Found a great article by Sagar Patil titled
Oracle Grid Tracking OS Process Using a Custom User Defined Matrix udmshell script, which is the basis for what follows.
I created the following script that determines if ARG1 has ARG2 processes running and returns either Online or Offline:
#!/usr/local/bin/bash
if [ $# -ne 2 ]
then
echo "Usage: `basename $0` {ORACLE_SID} {Expected Count}"
exit 1
fi
toCheck=$1
testEm=`/bin/ps -ef | /usr/local/bin/grep -v grep | /usr/local/bin/grep -v $0 |
/usr/local/bin/grep $toCheck | /usr/local/bin/wc -l`
if [ $testEm -eq $2 ]
then
echo "em_result=Online"
else
echo "em_result=Offline"
fi
Next I create the UDM.
From the target Host screen, click on "User-Defined Metrics", then click create.

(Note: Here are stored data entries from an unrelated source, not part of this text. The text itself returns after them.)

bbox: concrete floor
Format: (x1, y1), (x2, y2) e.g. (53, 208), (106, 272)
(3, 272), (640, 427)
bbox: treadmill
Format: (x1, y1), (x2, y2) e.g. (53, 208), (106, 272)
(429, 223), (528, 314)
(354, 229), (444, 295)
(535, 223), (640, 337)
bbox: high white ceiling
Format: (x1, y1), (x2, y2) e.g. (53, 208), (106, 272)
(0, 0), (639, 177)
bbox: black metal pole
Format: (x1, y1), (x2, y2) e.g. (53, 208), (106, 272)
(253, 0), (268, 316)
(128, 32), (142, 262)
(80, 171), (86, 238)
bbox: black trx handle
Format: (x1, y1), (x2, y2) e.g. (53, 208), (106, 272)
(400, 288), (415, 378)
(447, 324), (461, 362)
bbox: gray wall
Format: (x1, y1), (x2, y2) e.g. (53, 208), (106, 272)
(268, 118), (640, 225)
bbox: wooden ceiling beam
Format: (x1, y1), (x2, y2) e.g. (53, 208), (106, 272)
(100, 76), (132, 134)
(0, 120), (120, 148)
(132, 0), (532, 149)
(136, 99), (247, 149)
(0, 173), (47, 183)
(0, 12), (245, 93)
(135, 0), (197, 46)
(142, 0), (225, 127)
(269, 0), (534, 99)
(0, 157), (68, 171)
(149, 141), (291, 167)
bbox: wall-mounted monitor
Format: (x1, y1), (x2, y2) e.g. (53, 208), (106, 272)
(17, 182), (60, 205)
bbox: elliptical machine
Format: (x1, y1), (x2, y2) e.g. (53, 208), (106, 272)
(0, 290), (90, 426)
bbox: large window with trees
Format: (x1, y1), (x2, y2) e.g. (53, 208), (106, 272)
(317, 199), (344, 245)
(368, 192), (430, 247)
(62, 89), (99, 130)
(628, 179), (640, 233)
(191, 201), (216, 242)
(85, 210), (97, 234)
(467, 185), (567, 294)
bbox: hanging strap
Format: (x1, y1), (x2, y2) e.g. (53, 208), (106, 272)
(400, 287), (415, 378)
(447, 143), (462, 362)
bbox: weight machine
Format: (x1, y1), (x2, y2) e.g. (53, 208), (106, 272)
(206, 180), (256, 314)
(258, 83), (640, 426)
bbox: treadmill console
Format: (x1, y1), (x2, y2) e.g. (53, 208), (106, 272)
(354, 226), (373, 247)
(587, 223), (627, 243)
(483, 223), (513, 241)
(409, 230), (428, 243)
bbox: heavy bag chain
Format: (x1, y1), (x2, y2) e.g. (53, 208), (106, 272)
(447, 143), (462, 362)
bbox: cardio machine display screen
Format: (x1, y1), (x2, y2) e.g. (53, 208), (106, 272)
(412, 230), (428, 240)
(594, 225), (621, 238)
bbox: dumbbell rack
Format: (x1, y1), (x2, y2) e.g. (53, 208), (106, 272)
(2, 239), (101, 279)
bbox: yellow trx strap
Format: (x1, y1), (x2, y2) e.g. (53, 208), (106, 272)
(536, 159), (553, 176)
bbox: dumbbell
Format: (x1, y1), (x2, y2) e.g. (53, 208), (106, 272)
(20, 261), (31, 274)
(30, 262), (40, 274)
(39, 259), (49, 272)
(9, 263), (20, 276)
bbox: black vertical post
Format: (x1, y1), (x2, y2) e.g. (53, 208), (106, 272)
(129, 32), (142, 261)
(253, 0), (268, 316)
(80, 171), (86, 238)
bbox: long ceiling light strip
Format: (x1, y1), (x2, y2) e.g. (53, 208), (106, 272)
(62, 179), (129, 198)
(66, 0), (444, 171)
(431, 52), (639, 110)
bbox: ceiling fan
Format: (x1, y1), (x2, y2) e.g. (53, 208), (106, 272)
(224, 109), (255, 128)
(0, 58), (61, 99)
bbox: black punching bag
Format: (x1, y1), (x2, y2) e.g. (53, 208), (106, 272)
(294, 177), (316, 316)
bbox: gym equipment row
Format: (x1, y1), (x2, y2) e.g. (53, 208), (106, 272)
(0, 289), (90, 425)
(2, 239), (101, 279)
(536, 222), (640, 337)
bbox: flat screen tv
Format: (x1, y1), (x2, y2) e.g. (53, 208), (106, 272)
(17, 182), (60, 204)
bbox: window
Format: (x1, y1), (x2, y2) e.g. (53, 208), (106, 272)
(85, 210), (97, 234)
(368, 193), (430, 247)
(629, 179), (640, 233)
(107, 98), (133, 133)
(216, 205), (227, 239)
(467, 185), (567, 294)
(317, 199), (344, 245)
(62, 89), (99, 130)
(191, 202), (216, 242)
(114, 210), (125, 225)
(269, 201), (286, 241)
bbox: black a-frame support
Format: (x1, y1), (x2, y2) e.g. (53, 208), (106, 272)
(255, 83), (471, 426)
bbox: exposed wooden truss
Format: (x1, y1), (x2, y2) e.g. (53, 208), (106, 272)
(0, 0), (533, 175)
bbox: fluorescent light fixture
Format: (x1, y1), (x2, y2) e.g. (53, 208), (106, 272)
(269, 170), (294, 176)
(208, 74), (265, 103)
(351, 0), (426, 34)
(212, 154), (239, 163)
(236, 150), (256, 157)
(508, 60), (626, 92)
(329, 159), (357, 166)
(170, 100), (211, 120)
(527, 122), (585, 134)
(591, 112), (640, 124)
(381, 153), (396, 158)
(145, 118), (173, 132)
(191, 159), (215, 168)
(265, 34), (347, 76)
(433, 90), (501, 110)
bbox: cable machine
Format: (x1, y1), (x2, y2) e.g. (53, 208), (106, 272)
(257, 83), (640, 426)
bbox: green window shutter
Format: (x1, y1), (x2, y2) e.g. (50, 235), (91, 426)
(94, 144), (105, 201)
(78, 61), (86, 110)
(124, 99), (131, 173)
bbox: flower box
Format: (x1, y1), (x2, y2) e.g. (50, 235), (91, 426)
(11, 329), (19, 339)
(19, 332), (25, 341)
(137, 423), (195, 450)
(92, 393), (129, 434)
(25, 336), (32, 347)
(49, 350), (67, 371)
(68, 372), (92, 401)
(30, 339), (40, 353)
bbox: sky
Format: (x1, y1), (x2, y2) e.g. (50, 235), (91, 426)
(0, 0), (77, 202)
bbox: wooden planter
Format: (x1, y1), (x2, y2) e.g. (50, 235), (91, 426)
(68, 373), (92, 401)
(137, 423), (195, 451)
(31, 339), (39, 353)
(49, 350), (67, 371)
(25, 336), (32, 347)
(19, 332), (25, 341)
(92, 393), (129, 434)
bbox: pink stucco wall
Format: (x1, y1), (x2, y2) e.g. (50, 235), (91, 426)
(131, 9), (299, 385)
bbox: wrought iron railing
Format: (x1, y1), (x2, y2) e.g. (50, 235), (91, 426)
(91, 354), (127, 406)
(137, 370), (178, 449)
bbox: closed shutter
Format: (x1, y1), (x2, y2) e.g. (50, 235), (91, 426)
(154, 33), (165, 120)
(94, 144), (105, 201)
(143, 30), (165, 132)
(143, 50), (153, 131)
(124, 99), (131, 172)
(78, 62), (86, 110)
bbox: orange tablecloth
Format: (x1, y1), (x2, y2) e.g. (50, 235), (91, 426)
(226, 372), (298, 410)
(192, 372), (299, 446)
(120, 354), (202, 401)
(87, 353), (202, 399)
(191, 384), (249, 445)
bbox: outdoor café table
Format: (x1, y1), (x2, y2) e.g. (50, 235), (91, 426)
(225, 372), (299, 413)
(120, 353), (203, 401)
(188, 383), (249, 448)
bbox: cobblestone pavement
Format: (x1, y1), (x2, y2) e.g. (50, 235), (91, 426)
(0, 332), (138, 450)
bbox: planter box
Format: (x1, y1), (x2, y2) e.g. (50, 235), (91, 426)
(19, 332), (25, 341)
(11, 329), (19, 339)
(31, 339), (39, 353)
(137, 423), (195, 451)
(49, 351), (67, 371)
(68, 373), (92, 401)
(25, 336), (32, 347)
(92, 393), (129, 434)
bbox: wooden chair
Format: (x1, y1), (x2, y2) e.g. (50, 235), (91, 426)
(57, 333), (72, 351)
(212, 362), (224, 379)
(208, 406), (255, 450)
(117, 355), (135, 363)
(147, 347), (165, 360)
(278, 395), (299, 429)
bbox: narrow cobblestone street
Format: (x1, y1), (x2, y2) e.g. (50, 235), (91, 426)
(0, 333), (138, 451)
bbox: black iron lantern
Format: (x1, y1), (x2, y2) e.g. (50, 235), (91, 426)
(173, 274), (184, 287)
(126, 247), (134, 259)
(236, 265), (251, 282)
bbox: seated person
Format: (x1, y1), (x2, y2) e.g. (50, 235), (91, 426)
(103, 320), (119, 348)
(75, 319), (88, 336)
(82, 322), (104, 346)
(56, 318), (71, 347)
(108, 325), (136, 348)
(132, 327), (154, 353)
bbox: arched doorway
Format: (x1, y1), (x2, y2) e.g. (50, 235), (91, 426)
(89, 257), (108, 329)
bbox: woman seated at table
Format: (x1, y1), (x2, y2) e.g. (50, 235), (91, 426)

Here's the parameters I used:
Metric Name: GURJOBS DEVL
Metric Type: String
Command Line: /banner/u01/app/oracle/product/agent11g/sysman/emd/custom/checkSubsystems.sh gurjobDEVL 1
User Name: Oracle
Comparison Operator: Match
Critical: Offline
The rest I left as default. After hitting OK, it took about 15 minutes to show that gurjobDEVL was in fact online. Shutting down gurjobs in DEVL returned an error in the UDM screen but did not send a notification.
To enable notifications, I had to do the following:
Grid Control User Preferences -> Rules -> Select "Host Availability and Critical States", then click Edit. In the Metrics tab, click Add, enter "User" in the search and click Go.
To enable the metric, check the box next to User Defined Metric, and then choose "Critical" and "Clear" severity states, then click continue, and then OK.
Whoever is subscribed to that notification rule will be sent a notification per their preferences.
In this simple case, knowing that Banner Jobsub is offline is great. Another example would be with CAPP Pipes, the next step is to build in automatic restart scripts. That will have to wait for another blog post.